I’ve been dunked.
Leading up to it, I was so nervous I could hardly breathe.
My hands shook, and my voice cracked as I read my testimony to a crowd of
people along the water. I stood, water lapping along my knees and said it: said
that I love Jesus. said that I am a sinner. said that I mess up. A lot.
It’s really hard to admit that you’re weak when you’re
standing in front of a hundred people. Even harder when some of those people
know you really well and some have never seen you cry before.
“Your story doesn’t sound like you, doesn’t fit you,” my
friend said afterwards, “but crying made it seem more real.” I find this funny.
There was only one other person he knew being baptized, “I would expect that to
be her story. I didn’t expect yours.”
I wonder what this means, that I’m not transparent? That
I’ve spent so much time hiding? That I’m still ashamed and afraid to bring it
all to the light?
Regardless, I’ve been dunked. I resurfaced, glasses down my
face, water down my throat, and a soggy piece of paper in-hand, and I tromped
through the water to shore. The sun was behind the buildings now, and the shade
and breeze were especially cool after the sudden plunge.

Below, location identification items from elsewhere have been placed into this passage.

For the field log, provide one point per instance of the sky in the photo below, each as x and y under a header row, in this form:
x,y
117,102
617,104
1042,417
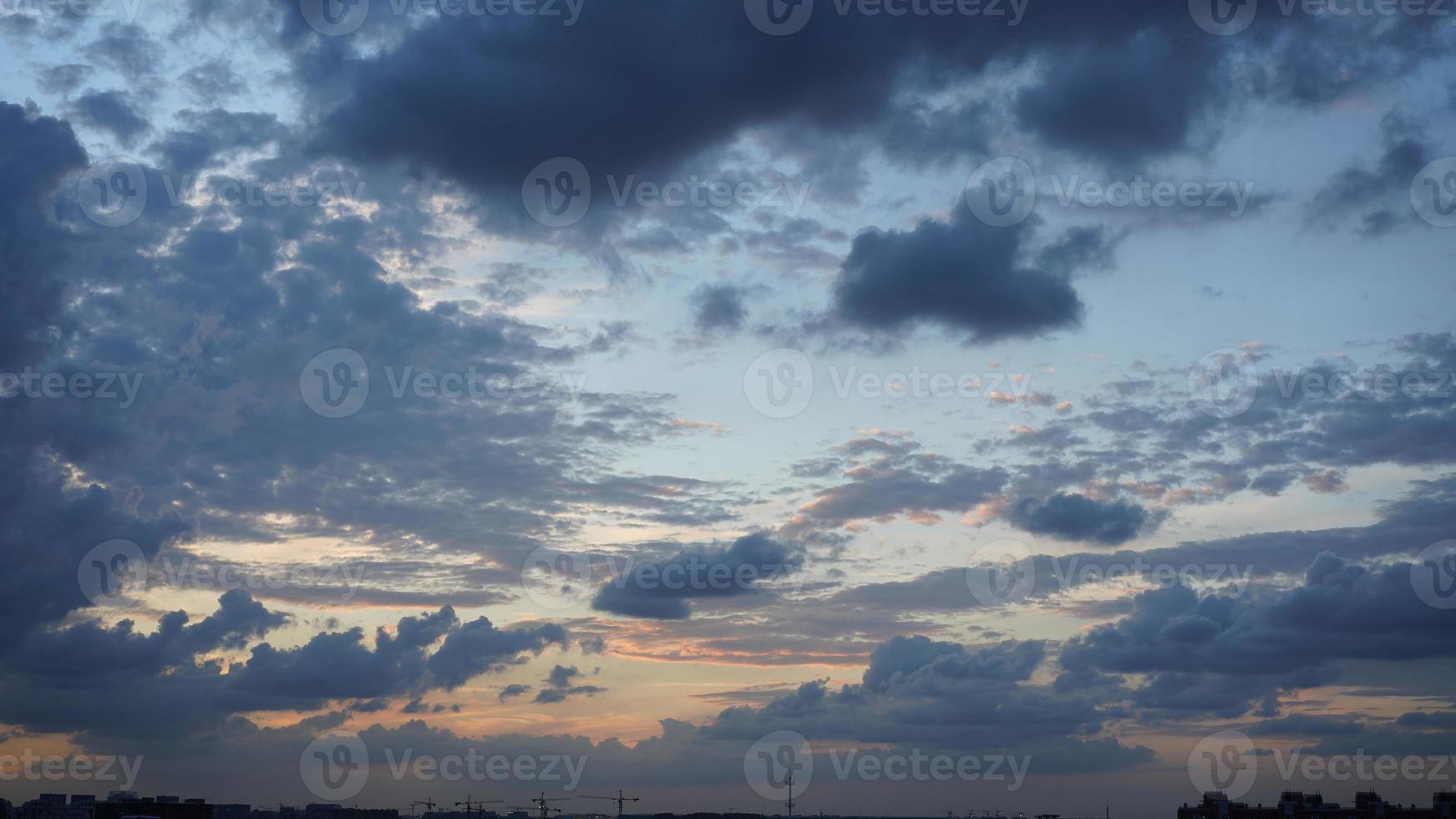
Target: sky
x,y
899,405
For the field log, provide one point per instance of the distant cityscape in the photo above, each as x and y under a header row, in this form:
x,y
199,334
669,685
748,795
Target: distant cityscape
x,y
1215,805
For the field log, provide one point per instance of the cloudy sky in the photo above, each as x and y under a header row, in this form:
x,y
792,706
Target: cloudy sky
x,y
679,392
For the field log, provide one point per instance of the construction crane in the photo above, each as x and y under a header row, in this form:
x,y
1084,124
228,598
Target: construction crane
x,y
476,803
544,805
617,799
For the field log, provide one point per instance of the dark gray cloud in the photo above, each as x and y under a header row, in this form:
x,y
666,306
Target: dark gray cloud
x,y
964,276
561,684
718,308
1220,654
1078,517
1377,196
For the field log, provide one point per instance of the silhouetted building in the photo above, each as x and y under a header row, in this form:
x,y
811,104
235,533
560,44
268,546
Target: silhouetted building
x,y
190,809
1296,805
232,812
54,806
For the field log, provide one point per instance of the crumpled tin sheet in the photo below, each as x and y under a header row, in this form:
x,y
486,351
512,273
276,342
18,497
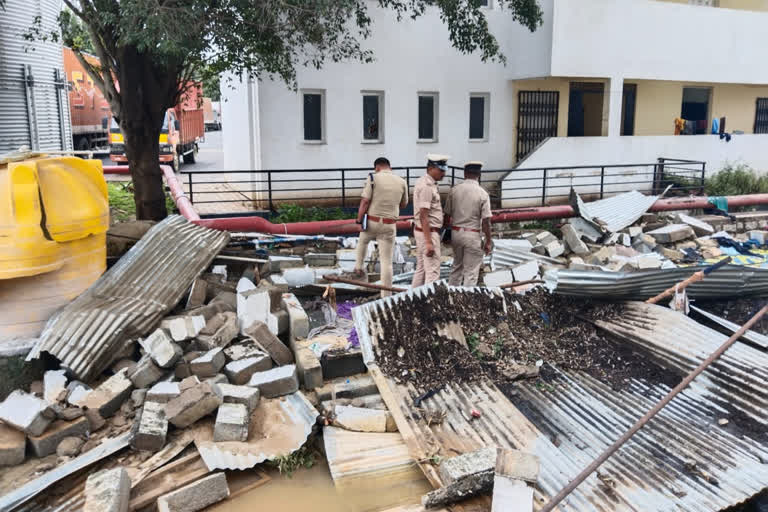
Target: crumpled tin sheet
x,y
131,297
614,213
279,426
729,281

When the testimonies were over, I finally came to. I felt
like what a newborn must feel, literally, no cliché intended. I was finally
hungry instead of nervous, and the whir of people around me, loving me, was
totally overwhelming. I kept taking quick gasps because I couldn’t formulate a
deep breath.
I have nothing to
panic about. I survived. Everyone still loves me, despite knowing my secrets
and my sadness and my sin. And God loves
me the same.
Do you not know that all of us who have been baptized into
Christ Jesus were baptized into his death? We were buried therefore with him by
baptism into death, in order that, just as Christ was raised from the dead by
the glory of the Father, we too might walk in newness of life. –Romans 6.3-4
here is my testimony. please take from it only that God has
done amazing work in my life, and i am grateful.
testimony
I grew up going to church. I was baptized as a kid and
brought up on the main Bible stories. And they were just that—stories. I did
not believe them and left the church in middle school. I didn’t want their god.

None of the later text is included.